EPM promove o curso ‘Democracia e privacidade – problemas atuais – Brasil e Itália’

Direito à privacidade e ao esquecimento foram analisados.

 

Com palestras do ministro Luis Felipe Salomão, do Superior Tribunal de Justiça (STJ), e do professor italiano Sandro Di Minco, teve início ontem (16) o curso Democracia e privacidade – problemas atuais – Brasil e Itália da EPM. A mesa de abertura teve a participação dos desembargadores Antonio Carlos Villen, diretor da Escola; Carlos Alberto Garbi e Luciana Almeida Prado Bresciani, coordenadores do curso.

 

Antonio Carlos Villen saudou os palestrantes e coordenadores do curso, salientando que basta lembrar alguns fatos recentes ocorridos nas Américas e na Europa para se ter uma ideia da importância dos temas em debate. “A privacidade parece cada vez mais vulnerável no mundo atual, e temos crises no sistema representativo em diversos países.
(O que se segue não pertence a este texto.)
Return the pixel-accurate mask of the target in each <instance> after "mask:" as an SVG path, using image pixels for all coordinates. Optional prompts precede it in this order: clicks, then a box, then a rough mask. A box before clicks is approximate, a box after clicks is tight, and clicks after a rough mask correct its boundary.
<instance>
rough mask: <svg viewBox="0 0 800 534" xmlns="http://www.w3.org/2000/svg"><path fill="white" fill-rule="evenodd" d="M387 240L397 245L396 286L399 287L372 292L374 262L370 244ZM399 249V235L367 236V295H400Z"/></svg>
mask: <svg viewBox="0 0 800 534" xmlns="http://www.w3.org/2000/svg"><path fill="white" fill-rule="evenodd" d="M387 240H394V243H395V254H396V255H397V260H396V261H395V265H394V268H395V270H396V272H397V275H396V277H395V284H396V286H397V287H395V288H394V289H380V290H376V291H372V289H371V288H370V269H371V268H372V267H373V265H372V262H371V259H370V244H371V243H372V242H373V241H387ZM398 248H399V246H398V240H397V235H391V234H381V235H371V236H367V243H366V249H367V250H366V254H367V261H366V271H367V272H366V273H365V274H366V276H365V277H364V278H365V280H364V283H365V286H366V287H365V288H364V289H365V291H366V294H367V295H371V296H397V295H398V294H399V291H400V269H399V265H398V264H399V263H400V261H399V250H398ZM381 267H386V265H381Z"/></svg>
São problemas sérios, e ainda não sabemos a extensão que poderão alcançar”, ressaltou.

 

Carlos Garbi explicou que o curso tem o propósito de estreitar as relações com a Universidade de Camerino, conveniada com a EPM, para possibilitar um intercâmbio de ideias sobre os assuntos mais importantes da atualidade do Direito. “Esperamos que essa primeira iniciativa possa frutificar nos próximos meses, para ampliarmos nossos conhecimentos”, frisou.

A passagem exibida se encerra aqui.